J’ai alors fait une tournée à travers les États-Unis avec le film : je l’ai montré dans les salles. Et un jour, Alessandra m’a annoncé qu’il serait projeté à Cannes. J’étais stupéfait. Simplement parce qu’elle avait eu cette vision, et qu’elle avait sauvé le film.
Quels souvenirs gardez-vous de vos passages à Cannes ?
Je suis venu trois fois à Cannes, mais soyons honnêtes : je n’ai pas fait de film digne d’y être présenté depuis longtemps. Je ne pensais pas y revenir un jour.

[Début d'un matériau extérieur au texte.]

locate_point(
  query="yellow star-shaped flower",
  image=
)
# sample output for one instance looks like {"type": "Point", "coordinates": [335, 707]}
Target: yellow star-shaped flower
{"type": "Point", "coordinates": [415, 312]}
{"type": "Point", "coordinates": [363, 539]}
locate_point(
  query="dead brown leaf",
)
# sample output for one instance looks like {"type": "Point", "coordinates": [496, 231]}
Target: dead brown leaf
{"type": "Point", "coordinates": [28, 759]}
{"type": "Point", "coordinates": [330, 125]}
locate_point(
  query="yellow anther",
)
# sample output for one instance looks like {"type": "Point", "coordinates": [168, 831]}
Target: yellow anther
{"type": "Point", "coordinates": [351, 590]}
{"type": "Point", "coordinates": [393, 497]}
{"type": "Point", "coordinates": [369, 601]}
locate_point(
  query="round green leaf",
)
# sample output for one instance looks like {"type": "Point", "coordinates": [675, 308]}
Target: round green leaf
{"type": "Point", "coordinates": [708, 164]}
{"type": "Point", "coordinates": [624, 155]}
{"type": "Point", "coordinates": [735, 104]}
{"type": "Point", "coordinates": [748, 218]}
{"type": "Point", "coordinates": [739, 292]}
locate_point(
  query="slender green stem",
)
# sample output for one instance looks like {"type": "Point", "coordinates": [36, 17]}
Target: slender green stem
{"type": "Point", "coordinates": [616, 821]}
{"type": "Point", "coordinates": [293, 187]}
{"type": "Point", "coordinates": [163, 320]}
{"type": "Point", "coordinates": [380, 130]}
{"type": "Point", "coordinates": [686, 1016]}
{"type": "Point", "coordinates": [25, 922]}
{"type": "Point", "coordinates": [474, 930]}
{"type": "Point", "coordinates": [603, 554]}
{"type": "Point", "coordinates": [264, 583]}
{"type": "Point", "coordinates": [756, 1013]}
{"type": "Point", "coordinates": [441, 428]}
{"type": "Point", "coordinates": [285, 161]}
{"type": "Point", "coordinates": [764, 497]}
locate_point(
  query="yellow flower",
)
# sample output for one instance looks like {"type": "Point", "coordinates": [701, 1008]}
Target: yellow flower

Donc oui, on vit un peu un rêve en ce moment.
Je me souviens qu’à l’époque de Dogma, ils avaient installé des détecteurs de métaux au Palais pour la première fois, parce qu’il y avait des menaces de mort !
Vous reconnaissez-vous encore dans la personne que vous étiez à cette époque ?
Je suis actuellement en tournée aux États-Unis pour présenter le film. Je le vois donc presque tous les soirs, avec le public, suivi d’une séance de questions-réponses. Et chaque fois que je lève les yeux vers l’écran, je vois le gamin qui a fait ce film. Celui qui l’a écrit avant même Clerks.
Ce gamin croyait en tout ce qu’il montrait à l’écran. Dogma, c’était sa religion, une prière d’enfant. Je me souviens de ce qu’il ressentait, de son désir d’exprimer sa foi. Il voulait inventer sa propre version de l’Église. C’est ça, Dogma : ma vision du service dominical… avec des blagues anales.
Quand je le regarde aujourd’hui, je le reconnais parfaitement. Et je suis aussi pleinement conscient que je ne pourrais plus jamais faire ce film, parce que je ne crois plus. Et pourtant, curieusement, j’en écris la suite. J’y travaille depuis six mois. Mais cette fois, le réalisateur que je suis n’a plus la foi.
De quoi parlera cette suite ?
De cette question : Comment peut-on être chrétien quand on ne l’est plus ? Même si je ne me considère plus comme croyant, je mène toujours une vie assez chrétienne. C’est quelque chose qui m’a été transmis dès l’enfance. Quand j’ai appris à marcher, j’ai aussi appris à être bon avec les autres. Ce truc-là ne disparaît pas juste parce qu’on déclare : « Je ne crois plus en Dieu. »
Le film parlera aussi du diable. On ne parle pas assez du diable dans Dogma.
Et le casting ?
Les mêmes ! Tous ceux qui sont encore en vie. Mais je ne peux pas aller voir Ben Affleck et lui dire : « J’ai besoin de toi pendant un mois, bloque ton agenda, tu ne seras pas payé ! » Cette époque est révolue. Cela dit, les anciens seront là. Utilisés à bon escient, avec discernement.